Thursday, October 23, 2014

On MIDNIGHT (1939)

For those with a passion for classic films, 1939 is a famous year.  The number of quality films Hollywood released that year is stunning even by today's standards.  In those days, there were ten nominees for Best Picture.  For 1939, there could have been fifteen or twenty.  The big Oscar winner for that year was Gone With The Wind.  Other Best Picture nominees were The Wizard of Oz, Wuthering Heights, Mr. Smith Goes To Washington, Ninotchka, Love Affair, Of Mice and Men, Stagecoach, Dark Victory and Goodbye, Mr. Chips.

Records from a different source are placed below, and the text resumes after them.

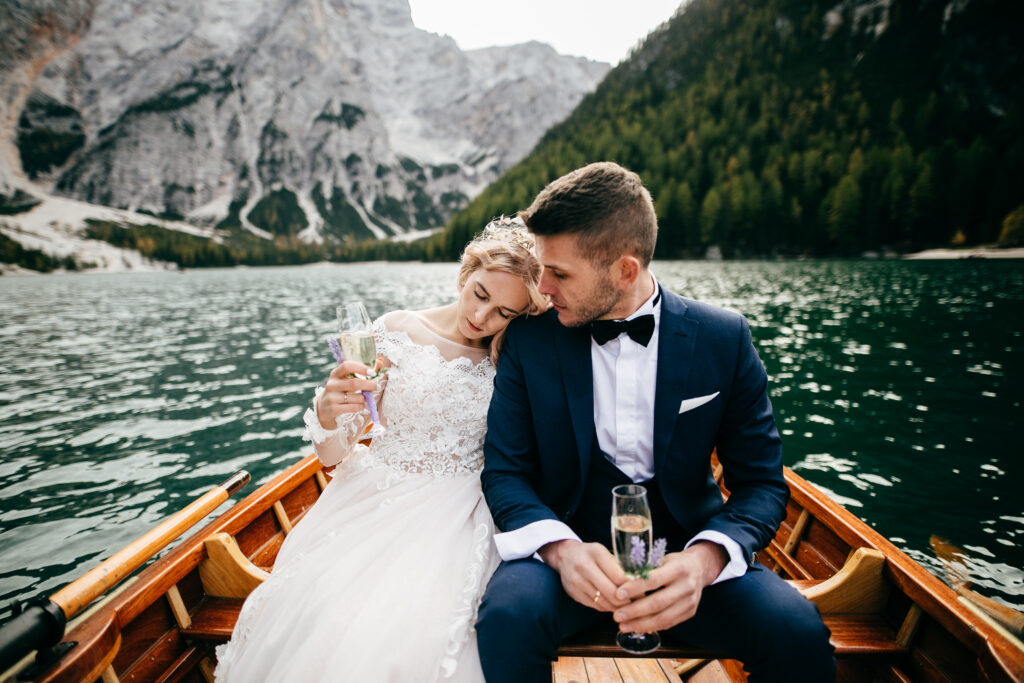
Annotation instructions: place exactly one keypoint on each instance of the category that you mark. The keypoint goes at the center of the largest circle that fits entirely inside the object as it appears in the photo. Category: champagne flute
(632, 534)
(356, 343)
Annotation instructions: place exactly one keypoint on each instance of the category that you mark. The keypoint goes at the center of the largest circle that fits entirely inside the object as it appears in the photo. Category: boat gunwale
(920, 586)
(96, 635)
(100, 633)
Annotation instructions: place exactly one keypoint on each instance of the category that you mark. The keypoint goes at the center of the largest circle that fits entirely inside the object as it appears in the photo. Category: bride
(382, 578)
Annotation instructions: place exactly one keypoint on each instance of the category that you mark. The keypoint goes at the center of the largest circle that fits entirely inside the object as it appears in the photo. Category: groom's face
(580, 290)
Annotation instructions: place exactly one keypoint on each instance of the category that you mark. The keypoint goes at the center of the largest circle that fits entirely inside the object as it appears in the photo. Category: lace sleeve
(333, 445)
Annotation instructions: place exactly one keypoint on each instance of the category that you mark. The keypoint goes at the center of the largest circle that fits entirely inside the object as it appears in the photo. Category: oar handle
(77, 595)
(41, 625)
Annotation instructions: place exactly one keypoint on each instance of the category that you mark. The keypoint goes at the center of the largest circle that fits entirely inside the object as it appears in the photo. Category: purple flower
(638, 552)
(657, 552)
(336, 350)
(368, 396)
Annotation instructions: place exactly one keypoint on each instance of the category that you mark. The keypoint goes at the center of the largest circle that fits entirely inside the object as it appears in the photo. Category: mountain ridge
(332, 120)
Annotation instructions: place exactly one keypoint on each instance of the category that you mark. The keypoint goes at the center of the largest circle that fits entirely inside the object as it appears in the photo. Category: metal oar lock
(40, 625)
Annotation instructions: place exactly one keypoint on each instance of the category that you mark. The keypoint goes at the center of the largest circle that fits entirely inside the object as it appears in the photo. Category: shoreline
(969, 252)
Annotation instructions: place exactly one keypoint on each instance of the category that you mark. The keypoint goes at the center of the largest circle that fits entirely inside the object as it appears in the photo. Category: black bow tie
(639, 329)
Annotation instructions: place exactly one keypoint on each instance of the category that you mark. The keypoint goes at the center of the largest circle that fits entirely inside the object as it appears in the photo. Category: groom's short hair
(605, 206)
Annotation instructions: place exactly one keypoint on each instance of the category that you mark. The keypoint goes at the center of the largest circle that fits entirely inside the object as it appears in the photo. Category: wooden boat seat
(850, 601)
(214, 619)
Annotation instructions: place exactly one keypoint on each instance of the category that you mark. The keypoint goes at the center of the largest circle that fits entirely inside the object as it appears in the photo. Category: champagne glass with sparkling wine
(355, 342)
(631, 541)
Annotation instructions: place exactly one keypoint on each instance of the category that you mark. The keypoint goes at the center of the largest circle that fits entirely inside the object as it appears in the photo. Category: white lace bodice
(433, 403)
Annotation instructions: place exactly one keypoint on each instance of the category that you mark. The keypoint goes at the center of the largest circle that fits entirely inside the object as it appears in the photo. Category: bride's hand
(342, 393)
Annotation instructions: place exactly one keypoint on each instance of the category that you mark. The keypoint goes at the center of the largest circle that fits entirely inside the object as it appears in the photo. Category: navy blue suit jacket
(541, 425)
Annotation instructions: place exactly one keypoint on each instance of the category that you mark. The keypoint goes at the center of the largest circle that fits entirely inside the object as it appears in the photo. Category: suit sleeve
(751, 453)
(511, 470)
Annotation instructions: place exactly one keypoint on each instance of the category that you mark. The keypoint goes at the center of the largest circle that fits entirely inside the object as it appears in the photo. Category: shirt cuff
(525, 541)
(737, 564)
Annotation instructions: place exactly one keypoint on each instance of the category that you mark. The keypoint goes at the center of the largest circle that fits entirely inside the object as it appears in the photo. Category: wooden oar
(952, 558)
(41, 625)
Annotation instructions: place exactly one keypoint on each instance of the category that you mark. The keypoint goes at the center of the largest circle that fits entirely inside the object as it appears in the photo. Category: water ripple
(896, 387)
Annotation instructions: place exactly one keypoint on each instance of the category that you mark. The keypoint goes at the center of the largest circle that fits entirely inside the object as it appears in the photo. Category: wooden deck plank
(602, 670)
(568, 670)
(669, 668)
(640, 671)
(713, 672)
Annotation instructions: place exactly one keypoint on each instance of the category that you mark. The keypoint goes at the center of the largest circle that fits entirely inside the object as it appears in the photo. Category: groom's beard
(599, 300)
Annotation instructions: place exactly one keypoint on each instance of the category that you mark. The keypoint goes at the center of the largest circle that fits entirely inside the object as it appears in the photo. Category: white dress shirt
(625, 377)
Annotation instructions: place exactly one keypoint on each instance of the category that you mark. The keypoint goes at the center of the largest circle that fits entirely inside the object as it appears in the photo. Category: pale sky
(602, 30)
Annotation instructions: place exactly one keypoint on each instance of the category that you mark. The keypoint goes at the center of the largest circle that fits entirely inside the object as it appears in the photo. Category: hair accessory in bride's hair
(509, 229)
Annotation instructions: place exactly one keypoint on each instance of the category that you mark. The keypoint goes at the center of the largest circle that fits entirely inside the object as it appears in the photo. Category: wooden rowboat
(891, 620)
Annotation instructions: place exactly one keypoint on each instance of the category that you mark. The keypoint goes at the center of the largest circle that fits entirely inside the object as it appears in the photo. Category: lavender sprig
(643, 561)
(368, 396)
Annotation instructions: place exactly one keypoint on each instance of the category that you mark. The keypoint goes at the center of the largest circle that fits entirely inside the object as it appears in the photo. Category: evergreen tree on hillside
(794, 127)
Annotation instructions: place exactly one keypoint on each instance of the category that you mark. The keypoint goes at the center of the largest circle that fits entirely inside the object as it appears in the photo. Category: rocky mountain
(309, 119)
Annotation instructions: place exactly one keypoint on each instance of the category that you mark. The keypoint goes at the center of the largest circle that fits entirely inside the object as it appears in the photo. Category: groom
(625, 382)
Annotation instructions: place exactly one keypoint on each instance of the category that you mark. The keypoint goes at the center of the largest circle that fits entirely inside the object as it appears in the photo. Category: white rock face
(342, 109)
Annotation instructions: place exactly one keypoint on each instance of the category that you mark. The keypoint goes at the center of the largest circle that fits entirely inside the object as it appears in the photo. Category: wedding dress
(381, 580)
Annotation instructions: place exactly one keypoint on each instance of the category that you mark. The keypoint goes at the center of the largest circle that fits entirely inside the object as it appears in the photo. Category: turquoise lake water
(897, 386)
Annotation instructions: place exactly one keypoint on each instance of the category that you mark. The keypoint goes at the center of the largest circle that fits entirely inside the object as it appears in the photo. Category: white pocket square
(690, 403)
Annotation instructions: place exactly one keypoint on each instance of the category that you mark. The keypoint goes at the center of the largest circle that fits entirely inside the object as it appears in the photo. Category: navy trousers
(757, 619)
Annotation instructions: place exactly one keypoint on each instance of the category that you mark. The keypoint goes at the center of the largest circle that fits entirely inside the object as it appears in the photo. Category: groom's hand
(590, 573)
(672, 592)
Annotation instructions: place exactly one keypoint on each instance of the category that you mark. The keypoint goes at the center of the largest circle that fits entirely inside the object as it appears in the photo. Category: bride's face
(487, 301)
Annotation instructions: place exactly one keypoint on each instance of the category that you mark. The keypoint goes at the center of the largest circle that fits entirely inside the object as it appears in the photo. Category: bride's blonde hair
(505, 245)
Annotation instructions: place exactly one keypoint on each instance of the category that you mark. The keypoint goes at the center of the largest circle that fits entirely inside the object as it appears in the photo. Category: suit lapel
(572, 346)
(676, 340)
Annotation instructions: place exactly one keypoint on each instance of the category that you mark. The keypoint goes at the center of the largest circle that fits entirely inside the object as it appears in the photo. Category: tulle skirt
(379, 582)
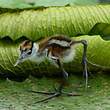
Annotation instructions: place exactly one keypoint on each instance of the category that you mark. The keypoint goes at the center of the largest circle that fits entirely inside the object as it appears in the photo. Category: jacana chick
(58, 49)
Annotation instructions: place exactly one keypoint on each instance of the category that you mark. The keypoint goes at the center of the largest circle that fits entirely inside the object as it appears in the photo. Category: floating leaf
(21, 4)
(35, 24)
(98, 52)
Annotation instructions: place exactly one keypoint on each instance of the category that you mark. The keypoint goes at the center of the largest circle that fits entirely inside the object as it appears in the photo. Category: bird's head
(27, 49)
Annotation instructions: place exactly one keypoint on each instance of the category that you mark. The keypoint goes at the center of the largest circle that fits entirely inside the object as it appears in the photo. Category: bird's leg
(84, 59)
(58, 91)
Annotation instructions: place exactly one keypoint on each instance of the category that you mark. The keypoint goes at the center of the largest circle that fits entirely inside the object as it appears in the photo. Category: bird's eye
(29, 52)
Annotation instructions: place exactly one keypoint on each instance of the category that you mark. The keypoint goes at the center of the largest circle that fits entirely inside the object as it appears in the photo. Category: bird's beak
(18, 62)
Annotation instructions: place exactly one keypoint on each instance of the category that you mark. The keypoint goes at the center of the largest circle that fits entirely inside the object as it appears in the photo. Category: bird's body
(57, 49)
(51, 48)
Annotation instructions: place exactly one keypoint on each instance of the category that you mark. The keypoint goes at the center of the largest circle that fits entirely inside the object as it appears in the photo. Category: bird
(58, 49)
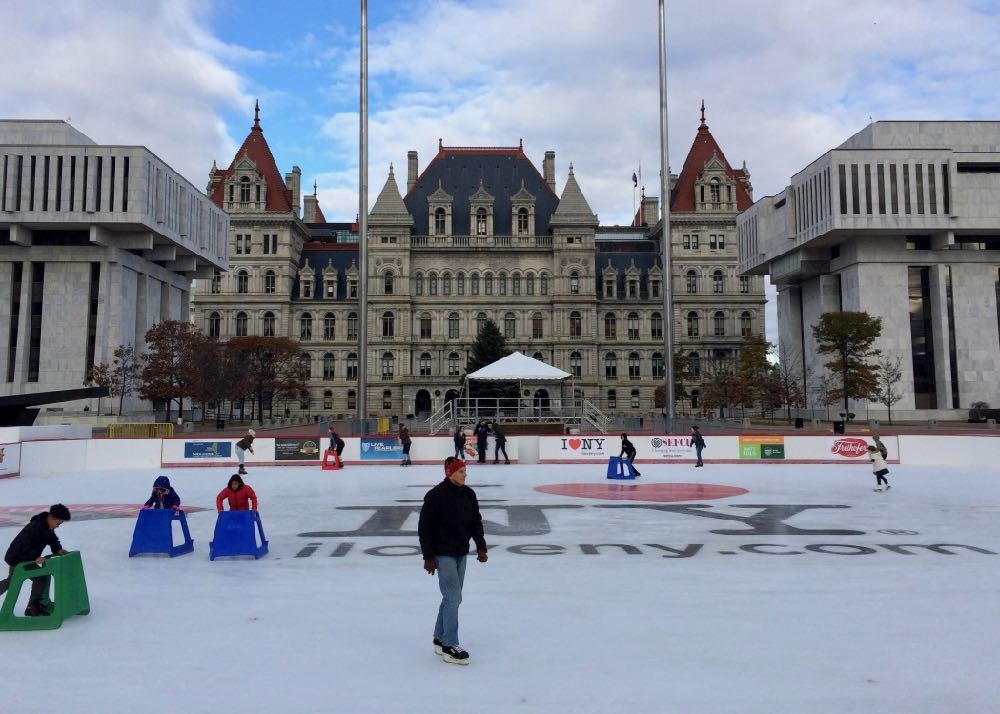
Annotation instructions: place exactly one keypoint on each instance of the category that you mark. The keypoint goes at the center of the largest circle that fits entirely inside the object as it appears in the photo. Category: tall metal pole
(665, 242)
(363, 225)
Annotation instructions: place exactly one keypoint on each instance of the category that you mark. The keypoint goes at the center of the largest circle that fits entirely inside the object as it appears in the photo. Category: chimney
(292, 183)
(650, 210)
(549, 169)
(310, 209)
(411, 170)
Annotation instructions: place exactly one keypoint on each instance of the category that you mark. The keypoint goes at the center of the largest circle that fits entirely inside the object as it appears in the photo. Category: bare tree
(889, 373)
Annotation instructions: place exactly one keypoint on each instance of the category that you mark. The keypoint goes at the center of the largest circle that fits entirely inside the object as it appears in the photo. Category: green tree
(849, 338)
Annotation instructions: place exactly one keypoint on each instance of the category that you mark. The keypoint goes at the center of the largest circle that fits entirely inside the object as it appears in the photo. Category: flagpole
(665, 240)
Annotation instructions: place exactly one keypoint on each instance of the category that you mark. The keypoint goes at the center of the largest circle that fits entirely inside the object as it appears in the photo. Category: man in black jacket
(448, 519)
(28, 545)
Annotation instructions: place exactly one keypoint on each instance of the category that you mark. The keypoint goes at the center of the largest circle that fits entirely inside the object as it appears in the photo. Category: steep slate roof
(279, 197)
(459, 171)
(702, 150)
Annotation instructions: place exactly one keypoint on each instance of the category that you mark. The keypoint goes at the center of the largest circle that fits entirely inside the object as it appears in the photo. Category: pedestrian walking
(698, 442)
(449, 518)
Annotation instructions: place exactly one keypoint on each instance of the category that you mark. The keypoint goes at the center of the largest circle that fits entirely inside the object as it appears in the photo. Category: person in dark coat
(28, 545)
(163, 496)
(243, 446)
(459, 442)
(698, 442)
(628, 451)
(501, 445)
(449, 518)
(404, 439)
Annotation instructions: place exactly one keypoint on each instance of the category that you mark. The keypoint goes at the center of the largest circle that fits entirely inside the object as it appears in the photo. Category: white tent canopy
(518, 366)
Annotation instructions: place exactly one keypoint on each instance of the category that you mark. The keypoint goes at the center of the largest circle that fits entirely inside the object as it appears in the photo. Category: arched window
(575, 324)
(634, 370)
(633, 326)
(657, 362)
(692, 321)
(610, 326)
(611, 365)
(719, 324)
(694, 364)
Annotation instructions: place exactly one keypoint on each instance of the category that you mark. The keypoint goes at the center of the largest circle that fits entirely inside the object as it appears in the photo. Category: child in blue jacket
(163, 496)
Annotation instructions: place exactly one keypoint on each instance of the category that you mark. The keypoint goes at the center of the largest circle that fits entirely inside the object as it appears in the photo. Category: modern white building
(98, 243)
(901, 221)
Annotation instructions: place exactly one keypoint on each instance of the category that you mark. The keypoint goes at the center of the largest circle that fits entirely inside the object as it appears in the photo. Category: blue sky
(783, 82)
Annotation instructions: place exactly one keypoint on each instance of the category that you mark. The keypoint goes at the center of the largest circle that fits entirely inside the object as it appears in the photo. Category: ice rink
(792, 589)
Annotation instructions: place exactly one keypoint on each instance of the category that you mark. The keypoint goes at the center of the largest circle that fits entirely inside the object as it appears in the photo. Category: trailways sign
(531, 520)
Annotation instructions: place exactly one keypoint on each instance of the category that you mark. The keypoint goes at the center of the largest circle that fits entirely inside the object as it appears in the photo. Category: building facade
(901, 221)
(480, 233)
(98, 243)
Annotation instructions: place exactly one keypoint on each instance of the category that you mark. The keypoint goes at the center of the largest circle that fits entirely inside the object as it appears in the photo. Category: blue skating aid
(236, 534)
(154, 533)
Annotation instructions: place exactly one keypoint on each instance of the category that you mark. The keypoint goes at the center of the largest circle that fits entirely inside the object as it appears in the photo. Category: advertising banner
(381, 448)
(208, 449)
(762, 446)
(10, 460)
(297, 449)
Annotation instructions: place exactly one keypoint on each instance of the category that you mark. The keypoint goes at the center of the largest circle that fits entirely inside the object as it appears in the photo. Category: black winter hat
(60, 511)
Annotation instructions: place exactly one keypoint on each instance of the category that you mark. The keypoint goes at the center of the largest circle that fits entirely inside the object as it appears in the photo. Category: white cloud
(148, 73)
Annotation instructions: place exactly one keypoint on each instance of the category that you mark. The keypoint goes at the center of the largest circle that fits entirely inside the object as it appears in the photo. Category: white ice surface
(565, 632)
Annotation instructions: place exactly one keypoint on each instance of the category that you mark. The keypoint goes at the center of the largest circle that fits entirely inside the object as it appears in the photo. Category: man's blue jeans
(451, 577)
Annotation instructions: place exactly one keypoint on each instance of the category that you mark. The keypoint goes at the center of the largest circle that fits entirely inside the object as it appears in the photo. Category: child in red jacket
(240, 496)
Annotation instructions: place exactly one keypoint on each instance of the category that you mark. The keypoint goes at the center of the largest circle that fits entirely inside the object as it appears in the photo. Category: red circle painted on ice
(644, 491)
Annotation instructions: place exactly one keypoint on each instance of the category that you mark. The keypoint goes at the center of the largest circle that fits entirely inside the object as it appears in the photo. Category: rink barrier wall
(36, 457)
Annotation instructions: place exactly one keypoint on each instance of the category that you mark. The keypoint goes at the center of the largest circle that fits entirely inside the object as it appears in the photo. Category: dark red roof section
(701, 152)
(279, 197)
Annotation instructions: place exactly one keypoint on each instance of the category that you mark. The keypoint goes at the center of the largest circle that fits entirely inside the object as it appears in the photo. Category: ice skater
(879, 467)
(242, 447)
(27, 547)
(163, 496)
(698, 442)
(628, 451)
(448, 519)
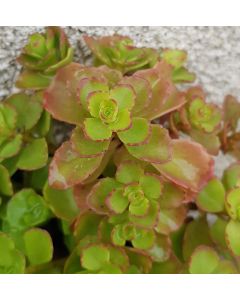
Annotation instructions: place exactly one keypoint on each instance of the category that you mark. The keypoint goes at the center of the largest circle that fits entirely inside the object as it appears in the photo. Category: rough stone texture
(214, 54)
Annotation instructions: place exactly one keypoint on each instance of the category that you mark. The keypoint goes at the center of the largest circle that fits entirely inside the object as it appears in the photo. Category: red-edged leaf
(61, 98)
(191, 166)
(68, 168)
(165, 97)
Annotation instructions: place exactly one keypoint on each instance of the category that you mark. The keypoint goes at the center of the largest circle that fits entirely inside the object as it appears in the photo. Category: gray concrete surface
(214, 55)
(214, 52)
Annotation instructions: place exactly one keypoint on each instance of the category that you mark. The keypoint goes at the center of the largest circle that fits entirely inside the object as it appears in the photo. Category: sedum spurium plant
(131, 189)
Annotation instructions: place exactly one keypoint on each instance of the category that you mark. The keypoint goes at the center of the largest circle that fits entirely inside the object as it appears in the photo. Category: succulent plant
(129, 186)
(42, 56)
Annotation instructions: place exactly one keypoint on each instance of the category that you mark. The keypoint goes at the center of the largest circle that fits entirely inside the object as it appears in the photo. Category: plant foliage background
(107, 165)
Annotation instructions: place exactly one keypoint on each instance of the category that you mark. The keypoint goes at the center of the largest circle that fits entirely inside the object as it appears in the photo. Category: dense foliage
(109, 168)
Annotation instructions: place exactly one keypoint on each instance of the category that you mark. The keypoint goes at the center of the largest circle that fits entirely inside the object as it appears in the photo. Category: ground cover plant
(129, 186)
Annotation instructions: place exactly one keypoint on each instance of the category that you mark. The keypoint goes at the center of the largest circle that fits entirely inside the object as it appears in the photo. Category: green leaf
(8, 119)
(11, 260)
(204, 260)
(26, 209)
(150, 219)
(233, 203)
(34, 155)
(6, 187)
(156, 150)
(86, 147)
(96, 130)
(95, 257)
(122, 122)
(42, 127)
(144, 239)
(61, 202)
(124, 96)
(129, 172)
(191, 166)
(212, 197)
(117, 202)
(99, 193)
(170, 220)
(28, 110)
(171, 196)
(139, 207)
(87, 225)
(233, 236)
(193, 239)
(38, 245)
(152, 186)
(95, 101)
(217, 232)
(138, 133)
(10, 147)
(231, 176)
(225, 267)
(161, 250)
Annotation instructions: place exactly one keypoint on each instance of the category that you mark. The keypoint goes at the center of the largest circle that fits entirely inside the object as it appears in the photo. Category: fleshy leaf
(96, 130)
(233, 204)
(150, 219)
(193, 239)
(86, 225)
(61, 98)
(172, 196)
(61, 202)
(152, 186)
(122, 122)
(28, 110)
(161, 250)
(11, 260)
(38, 245)
(233, 236)
(95, 257)
(124, 96)
(86, 147)
(6, 187)
(231, 109)
(190, 167)
(170, 220)
(117, 202)
(138, 133)
(26, 209)
(34, 155)
(210, 141)
(156, 150)
(144, 239)
(97, 197)
(129, 172)
(165, 97)
(69, 168)
(217, 232)
(10, 147)
(32, 80)
(231, 176)
(211, 197)
(204, 260)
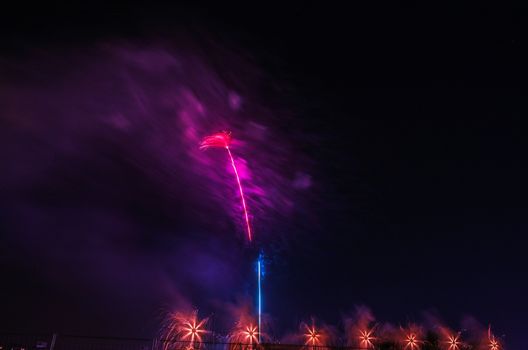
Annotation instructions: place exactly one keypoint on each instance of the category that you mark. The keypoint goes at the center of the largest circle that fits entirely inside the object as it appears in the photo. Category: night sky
(383, 146)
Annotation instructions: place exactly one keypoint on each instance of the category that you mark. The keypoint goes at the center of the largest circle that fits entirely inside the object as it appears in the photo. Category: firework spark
(453, 342)
(313, 337)
(493, 342)
(247, 334)
(223, 140)
(411, 341)
(184, 328)
(366, 339)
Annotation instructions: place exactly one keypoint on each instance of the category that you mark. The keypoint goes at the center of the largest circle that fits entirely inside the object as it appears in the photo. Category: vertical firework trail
(259, 272)
(223, 140)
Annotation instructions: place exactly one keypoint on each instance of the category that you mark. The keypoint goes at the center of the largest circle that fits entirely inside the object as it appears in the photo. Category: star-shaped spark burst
(366, 338)
(411, 341)
(453, 342)
(250, 334)
(192, 329)
(312, 336)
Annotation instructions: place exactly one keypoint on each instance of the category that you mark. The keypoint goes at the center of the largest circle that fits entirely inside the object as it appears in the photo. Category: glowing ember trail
(493, 343)
(245, 334)
(411, 341)
(453, 342)
(312, 336)
(184, 328)
(223, 140)
(366, 338)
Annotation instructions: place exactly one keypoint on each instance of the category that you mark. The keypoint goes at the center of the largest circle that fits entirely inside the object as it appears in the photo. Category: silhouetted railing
(12, 341)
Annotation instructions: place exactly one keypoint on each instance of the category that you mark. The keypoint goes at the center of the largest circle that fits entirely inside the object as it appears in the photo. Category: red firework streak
(223, 140)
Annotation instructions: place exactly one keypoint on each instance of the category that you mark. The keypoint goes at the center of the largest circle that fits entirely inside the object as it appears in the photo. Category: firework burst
(184, 329)
(453, 342)
(223, 140)
(245, 333)
(493, 342)
(366, 338)
(411, 339)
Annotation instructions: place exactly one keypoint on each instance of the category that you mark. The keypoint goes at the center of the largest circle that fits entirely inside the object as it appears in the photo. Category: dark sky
(400, 126)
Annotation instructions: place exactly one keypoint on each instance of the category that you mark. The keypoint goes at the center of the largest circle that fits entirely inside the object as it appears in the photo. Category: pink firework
(223, 140)
(366, 338)
(245, 333)
(186, 328)
(493, 342)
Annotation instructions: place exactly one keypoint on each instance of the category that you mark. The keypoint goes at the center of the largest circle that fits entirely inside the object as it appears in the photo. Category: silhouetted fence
(11, 341)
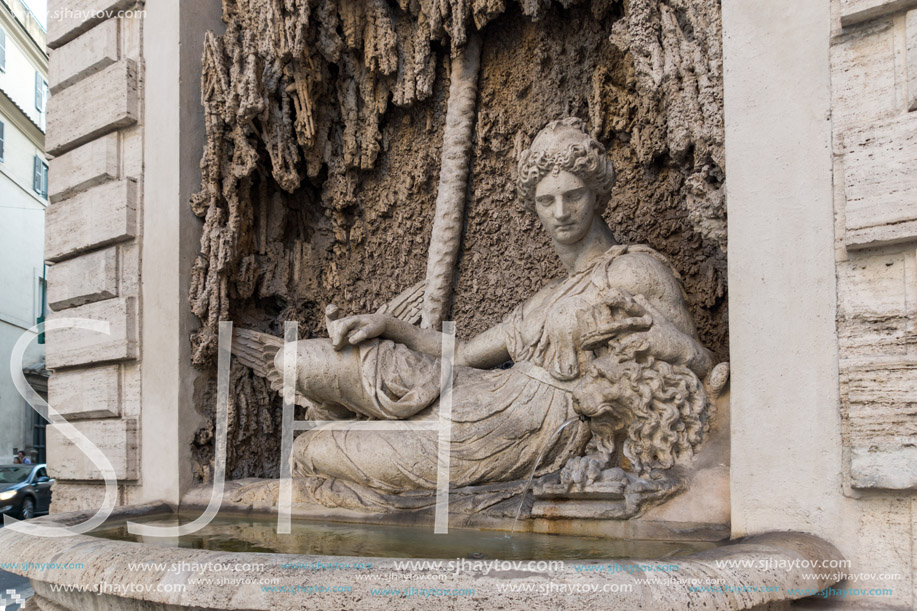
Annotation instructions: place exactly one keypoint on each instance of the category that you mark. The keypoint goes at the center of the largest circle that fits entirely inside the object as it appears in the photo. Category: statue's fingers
(644, 306)
(632, 345)
(341, 331)
(632, 323)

One of my favorite classic film comedies stars Claudette Colbert as a down-on-her-luck New York chorus girl stranded in Paris.  Future Oscar winner Don Ameche stars as the temperamental cab driver who helps her out.  In this modern day, lively twist on Cinderella, the broke chorus girl from Manhattan is determined to marry a millionaire.
We know that this Depression era dame will fall for the working class cabbie.

John Barrymore is terrifically loopy as sort of a fairy godmother to the Cinderella chorus girl.  He's got a scheme that can make her financial dreams come true.
But trouble ensues at the big ball when she's just about to seal the deal.
This comedy shines.  It's better and wittier than some modern romantic comedies I've seen -- most of them starring Katherine Heigl, Jennifer Aniston or Jason Segel.

From 2011, here's my short podcast piece on 1939's Midnight directed by Mitchell Leisen:

Midnight was remade as a 1945 comedy called Masquerade in Mexico.  Dorothy Lamour took on the Cinderella role.  Mitchell Leisen also directed the remake.  Midnight is worth renting.  It's one of those 1939 films that wasn't nominated for Best Picture but sure was good enough to be in the race.
Don Ameche was a most versatile Hollywood actor.  He did comedy, musical comedy, drama, biopics...he was a talented man who knew how to keep reinventing himself.  After 1950, when movie lead roles weren't as plentiful, he displayed his comedy chops on record albums as half of the always squabbling and very funny married couple, "The Bickersons."  He starred on Broadway in Cole Porter's musical comedy, Silk Stockings, a musical version of the 1939 Greta Garbo comedy classic, Ninotchka.  He had a rich singing voice.  Fred Astaire did Ameche's part in the movie version of Silk Stockings.  

Don Ameche did a lot of TV work as an actor and a host.  In the 80s, film roles came back to him.  He won a Best Supporting Actor Oscar for 1985's Cocoon.
His last film was 1994's Corrina, Corrina starring Whoopi Goldberg and Ray Liotta.  Don Ameche was a classy guest on my VH1 talk show in the late 1980s.  I loved interviewing him.  He told me that Claudette Colbert knew good lighting like a master technician.

By the way, some other fine films that did not get nominated for Best Picture of 1939 were Drums Along the Mohawk starring Claudette Colbert and Henry Fonda, The Women, The Hunchback of Notre Dame, The Private Lives of Elizabeth and Essex, The Rains Came, Destry Rides Again, Gunga Din, Beau Geste, Intermezzo introducing American audiences to Ingrid Bergman and The Roaring Twenties starring James Cagney.